A new ransomware is targeting serious security flaws in Microsoft Exchange Server as administrators work to roll out patches.
Nicknamed ‘DearCry’, the ransomware leverages ProxyLogon vulnerabilities that attackers can use to bypass authentication, gain admin permissions to Exchange Servers, and write files to directories.
Cyber security researcher Michael Gillespie spotted the new ransomware last Friday, noticing attempts to load it onto servers in Canada, the US, and Australia.
Shortly after, Microsoft confirmed it had spotted DearCry and was updating Windows Defender to automatically block the ransomware.
Mark Loman, a ransomware expert with cyber firm Sophos, compared DearCry with the devastating WannaCry ransomware which exploited the EternalBlue Windows vulnerability.
“Both first create an encrypted copy of the attacked file, an approach we call ‘copy’ encryption, and then overwrite the original file to prevent recovery, what we call ‘in-place’ encryption,” Loman said.
“There are a number of other similarities between DearCry and WannaCry, including the names and the header added to encrypted files.
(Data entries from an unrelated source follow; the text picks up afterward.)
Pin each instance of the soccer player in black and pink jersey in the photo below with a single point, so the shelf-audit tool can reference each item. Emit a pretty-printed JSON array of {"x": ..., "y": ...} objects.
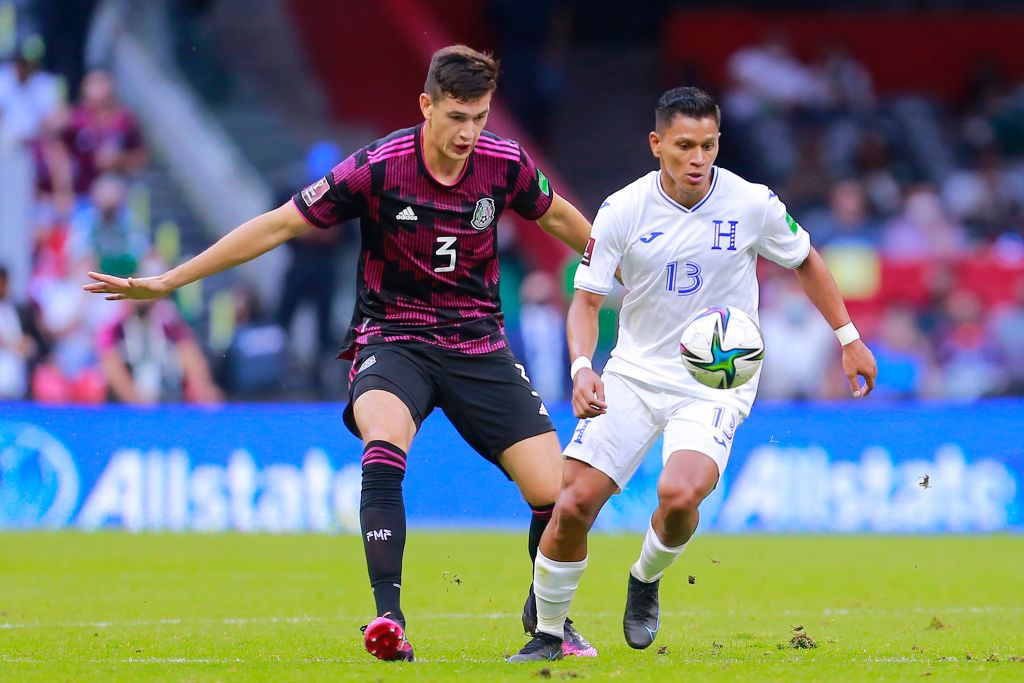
[{"x": 427, "y": 330}]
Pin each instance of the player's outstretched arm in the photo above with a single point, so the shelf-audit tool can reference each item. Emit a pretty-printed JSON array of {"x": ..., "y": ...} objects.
[
  {"x": 565, "y": 222},
  {"x": 821, "y": 290},
  {"x": 245, "y": 243},
  {"x": 582, "y": 330}
]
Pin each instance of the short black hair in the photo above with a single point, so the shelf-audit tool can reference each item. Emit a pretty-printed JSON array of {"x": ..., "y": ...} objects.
[
  {"x": 461, "y": 73},
  {"x": 688, "y": 101}
]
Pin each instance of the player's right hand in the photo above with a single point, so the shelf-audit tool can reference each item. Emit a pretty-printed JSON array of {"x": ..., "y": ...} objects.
[
  {"x": 588, "y": 394},
  {"x": 117, "y": 289}
]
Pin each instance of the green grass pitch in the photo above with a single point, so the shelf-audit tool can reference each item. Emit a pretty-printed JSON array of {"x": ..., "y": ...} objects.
[{"x": 122, "y": 607}]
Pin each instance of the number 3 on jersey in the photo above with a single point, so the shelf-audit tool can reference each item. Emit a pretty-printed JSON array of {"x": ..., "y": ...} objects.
[
  {"x": 445, "y": 250},
  {"x": 690, "y": 276}
]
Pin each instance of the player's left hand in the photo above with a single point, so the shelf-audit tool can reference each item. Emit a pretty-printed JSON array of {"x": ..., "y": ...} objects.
[
  {"x": 859, "y": 361},
  {"x": 127, "y": 288},
  {"x": 588, "y": 394}
]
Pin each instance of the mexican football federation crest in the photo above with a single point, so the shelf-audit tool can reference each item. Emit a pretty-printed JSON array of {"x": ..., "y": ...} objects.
[{"x": 483, "y": 213}]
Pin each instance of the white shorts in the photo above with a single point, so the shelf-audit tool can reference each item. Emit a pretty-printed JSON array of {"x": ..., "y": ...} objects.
[{"x": 616, "y": 441}]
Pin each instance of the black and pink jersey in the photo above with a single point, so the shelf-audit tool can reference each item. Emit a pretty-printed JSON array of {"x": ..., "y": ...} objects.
[{"x": 428, "y": 269}]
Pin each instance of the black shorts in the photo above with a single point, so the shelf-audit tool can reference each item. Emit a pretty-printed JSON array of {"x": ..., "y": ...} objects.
[{"x": 486, "y": 396}]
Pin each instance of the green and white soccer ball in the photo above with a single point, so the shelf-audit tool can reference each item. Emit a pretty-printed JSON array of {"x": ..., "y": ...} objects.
[{"x": 722, "y": 347}]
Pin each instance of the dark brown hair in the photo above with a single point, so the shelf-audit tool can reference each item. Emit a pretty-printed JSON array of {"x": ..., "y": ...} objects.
[
  {"x": 461, "y": 73},
  {"x": 687, "y": 101}
]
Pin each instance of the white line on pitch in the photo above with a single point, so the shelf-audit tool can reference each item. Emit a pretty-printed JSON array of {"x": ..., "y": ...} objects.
[{"x": 244, "y": 621}]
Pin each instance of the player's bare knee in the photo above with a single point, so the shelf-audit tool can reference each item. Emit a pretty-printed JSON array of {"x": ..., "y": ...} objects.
[
  {"x": 681, "y": 496},
  {"x": 577, "y": 509}
]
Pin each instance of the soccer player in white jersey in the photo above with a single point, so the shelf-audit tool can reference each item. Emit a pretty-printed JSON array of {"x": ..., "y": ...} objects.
[{"x": 684, "y": 237}]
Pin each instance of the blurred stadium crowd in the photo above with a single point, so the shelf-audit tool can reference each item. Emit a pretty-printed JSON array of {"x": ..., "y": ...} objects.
[{"x": 927, "y": 244}]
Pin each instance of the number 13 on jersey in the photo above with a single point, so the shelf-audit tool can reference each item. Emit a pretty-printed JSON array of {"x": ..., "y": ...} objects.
[{"x": 688, "y": 276}]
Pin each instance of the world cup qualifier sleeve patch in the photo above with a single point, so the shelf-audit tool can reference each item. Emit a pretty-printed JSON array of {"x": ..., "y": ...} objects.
[
  {"x": 542, "y": 180},
  {"x": 588, "y": 252},
  {"x": 313, "y": 193}
]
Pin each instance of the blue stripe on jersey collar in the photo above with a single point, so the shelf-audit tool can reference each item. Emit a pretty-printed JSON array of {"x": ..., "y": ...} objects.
[{"x": 711, "y": 190}]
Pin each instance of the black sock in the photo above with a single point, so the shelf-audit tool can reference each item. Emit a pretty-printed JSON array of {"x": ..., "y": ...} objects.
[
  {"x": 382, "y": 517},
  {"x": 542, "y": 515}
]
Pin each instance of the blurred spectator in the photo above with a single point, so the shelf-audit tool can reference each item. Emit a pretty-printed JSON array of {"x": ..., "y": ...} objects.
[
  {"x": 906, "y": 365},
  {"x": 987, "y": 196},
  {"x": 768, "y": 76},
  {"x": 847, "y": 83},
  {"x": 29, "y": 95},
  {"x": 107, "y": 231},
  {"x": 1007, "y": 331},
  {"x": 101, "y": 135},
  {"x": 531, "y": 36},
  {"x": 846, "y": 220},
  {"x": 925, "y": 229},
  {"x": 254, "y": 363},
  {"x": 148, "y": 355},
  {"x": 800, "y": 347},
  {"x": 875, "y": 167},
  {"x": 68, "y": 319},
  {"x": 542, "y": 325},
  {"x": 966, "y": 351},
  {"x": 15, "y": 346}
]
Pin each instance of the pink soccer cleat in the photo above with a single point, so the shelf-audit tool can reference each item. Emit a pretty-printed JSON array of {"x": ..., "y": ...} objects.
[{"x": 385, "y": 639}]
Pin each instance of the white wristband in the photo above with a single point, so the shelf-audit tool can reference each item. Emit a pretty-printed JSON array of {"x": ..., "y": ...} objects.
[
  {"x": 846, "y": 334},
  {"x": 578, "y": 365}
]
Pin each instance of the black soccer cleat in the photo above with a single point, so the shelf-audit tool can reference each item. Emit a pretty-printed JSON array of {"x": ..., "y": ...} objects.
[
  {"x": 574, "y": 645},
  {"x": 643, "y": 615},
  {"x": 529, "y": 612},
  {"x": 542, "y": 647}
]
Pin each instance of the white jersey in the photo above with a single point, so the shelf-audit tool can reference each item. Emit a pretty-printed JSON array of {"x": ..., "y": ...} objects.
[{"x": 676, "y": 261}]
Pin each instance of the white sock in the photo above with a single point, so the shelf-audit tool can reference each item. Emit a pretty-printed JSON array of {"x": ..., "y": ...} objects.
[
  {"x": 654, "y": 557},
  {"x": 554, "y": 586}
]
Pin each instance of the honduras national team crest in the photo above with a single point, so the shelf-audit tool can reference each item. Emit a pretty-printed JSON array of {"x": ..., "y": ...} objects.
[{"x": 483, "y": 213}]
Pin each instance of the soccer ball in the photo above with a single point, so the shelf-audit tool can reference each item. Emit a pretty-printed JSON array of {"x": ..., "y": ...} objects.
[{"x": 722, "y": 347}]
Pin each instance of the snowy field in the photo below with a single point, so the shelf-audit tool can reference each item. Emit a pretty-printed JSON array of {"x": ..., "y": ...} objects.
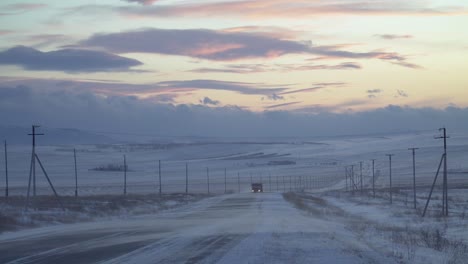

“These do not automatically link DearCry to WannaCry’s creator.”
We have detected and are now blocking a new family of ransomware being used after an initial compromise of unpatched on-premises Exchange Servers. Microsoft protects against this threat known as Ransom:Win32/DoejoCrypt.A, and also as DearCry.
— Microsoft Security Intelligence (@MsftSecIntel) March 12, 2021
Loman said DearCry also lacked usual features of ransomware designed to avoid detection by anti-virus software and that attackers are still updating the malware when going after certain victims.
“These and other signs suggest that DearCry may be a prototype, possibly rushed into use to seize the opportunity presented by the Microsoft Exchange Server vulnerabilities, or created by less experienced developers,” he said.
“Defenders should take urgent steps to install Microsoft’s patches to prevent exploitation of their Exchange Server.”
Further analysis of DearCry samples has suggested it merely combines simple cryptographic functions from the OpenSSL library with known Microsoft Exchange Server exploits in order to take advantage of organisations which were slow to issue patches.
A security researcher had published code to exploit the vulnerabilities on Microsoft-owned GitHub but it was quickly removed from the platform.
Critical vulnerabilities in Microsoft Exchange Server products had gone unnoticed for over 10 years and were actively being exploited by a Chinese advanced persistent threat (APT) group known as Hafnium.
The Austrailan Cyber Security Agency warned last week that a “large number” of Australian Exchange Servers were still unpatched and remained vulnerable to cyber attack.
And despite it being best practice not to pay ransom for unlocking files, international ransomware payments nearly trebled in 2020, according to data from Palo Alto’s latest Ransomware Threat Report.
The average ransom paid in 2020 was US$312,493 compared to US$115,123 in 2019.
Unfortunately, the success of ransomware for cyber crooks has helped the ransomware-as-a-service business model develop which Palo Alto expects to continue evolving in the coming years.
“The ease of success with ransomware attacks tells us that more financially motivated operators will continue appearing on the scene,” it said.
“Adversaries of all kinds are continually looking for organisations to target, and they know that ransomware is not only effective, but can also be low-effort, especially if using the ransomware-as-a-service model.”